At the 2011 VMAs, Ehrlich was named in four nominations, including nominations for Best Female Video, Best Choreography, and Best Art Direction for the Lady Gaga video Born this Way (winning for Best Female Video), in addition to co-producing the Best Choreography nominated video Party Rock Anthem by LMFAO. She received the credit as creative producer and producer for the Lady Gaga album Born This Way: The Collection. In 2011 she also produced the television specials Lady Gaga Presents: The Monster Ball Tour at Madison Square Garden and A Very Gaga Thanksgiving.
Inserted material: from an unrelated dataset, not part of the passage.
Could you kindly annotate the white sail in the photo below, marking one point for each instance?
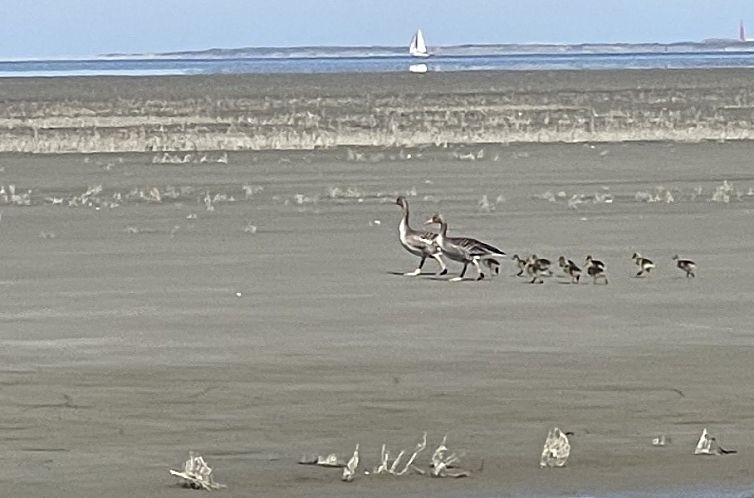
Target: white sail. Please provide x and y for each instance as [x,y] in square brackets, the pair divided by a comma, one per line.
[418,47]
In January 2014 Ehrlich began co-producing the Lady Gaga video G.U.Y at Hearst Castle, released in March 2014. She has worked with other artists including The Cure, Snoop Dogg, Usher, Mary J. Blige, Blink-182, Enrique Iglesias, Tony Bennett, Weezer, Wiz Khalifa and Quincy Jones on music production projects. In 2016 Ehrlich won the Primetime Emmy Award for Outstanding Original Music and Lyrics for her work on the Lady Gaga video Til It Happens to You.
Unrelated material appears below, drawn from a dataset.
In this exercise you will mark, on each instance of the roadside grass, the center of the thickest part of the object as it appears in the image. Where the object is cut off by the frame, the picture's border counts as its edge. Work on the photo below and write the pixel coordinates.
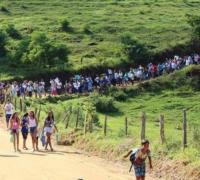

===Television and film production===
In addition to music videos, Ehrlich has also produced television commercials featuring Usher shot for Samsung, Lady Gaga for Google Chrome, in addition to President Barack Obama for Code.org, which she also directed. In 2006 she produced the television documentary Dropped, and in 2010 she was the executive producer for the video documentary Another Station: Another Mile. In 2011 she executive produced the television movie Inside: El DeBarge, produced the television film Countdown to: Mindless Behavior, and was co-producer for the horror film Detention. She also founded the company Rocket in my Pocket, as well as Valis Studios. In 2015 she served as a producer for the film The Hunting Ground, which was nominated for an Emmy award.

===Art exhibitions===
Since 2013 Ehrlich has curated the annual Art Basel Miami exhibition Celebration of Women in Art in Miami Beach, the goal of which is "to raise the representation of women in art museums, galleries, and shows," according to the Miami New Times. In 2015 she also produced the Rainbow Body solo exhibition by artist Millie Brown.

==Personal life==
Ehrlich has hosted charity events for the Born This Way Foundation, and is a women's rights and anti-bullying activist. She is a proponent of female artists, stating that, "statistics show that although 51% of visual artists are women, only 5% of the current art displayed in U.S. museums is made up of women."

Ehrlich is openly lesbian and has two sons with her ex-partner, Rosa Ehrlich, whom she started dating in 1998. She began dating professional chef Cat Cora since 2017, and they married April 21, 2018, in Santa Barbara, California. Ehrlich filed for divorce in 2021.